The Chicago Tribune reported that 90-year old Rose Tani was stopped at a railroad track behind a school bus carrying students from her son’s alma mater in Lombard, Illinois. The gates at the track were lowered, but Mrs. Tani honked her car’s horn and then drove around the bus and past the crossing gates when a freight train struck her car.

NASA officials called Tani over a secured connection to tell him the news, and then offered any help he might need. “He would get whatever personal, psychological and spiritual counseling he would need,” NASA spokesman Jim Rostohar told the Tribune. “He can talk it out through a private phone line.”
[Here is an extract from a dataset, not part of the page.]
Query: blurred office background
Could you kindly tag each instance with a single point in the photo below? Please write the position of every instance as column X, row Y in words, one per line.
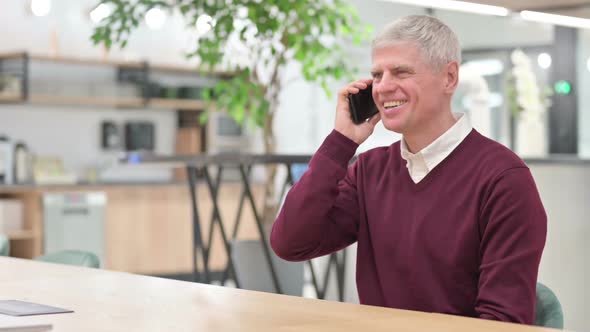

While the ISS is equipped with a Russian Soyuz spacecraft to be used in an emergency as a rescue vehicle for the crew, the death of a family member does not fall under the conditions that the escape vehicle would be used. “Before anyone launches, they understand that unfortunate things could happen and that’s unfortunately part of the difficulties, hardships and risks of space flight,” said Rostohar.

Tani is the youngest of four children and his father passed away when Tani was young. A minister at a church in Lombard told the Tribune that Tani and his mother were “incredibly close.” During a spacewalk in November, Tani sent a greeting to his mother. “I know my mom’s watching on the Internet in Chicago, so hi Mom!” he said. “It’s always fun to have your folks watching you at work.”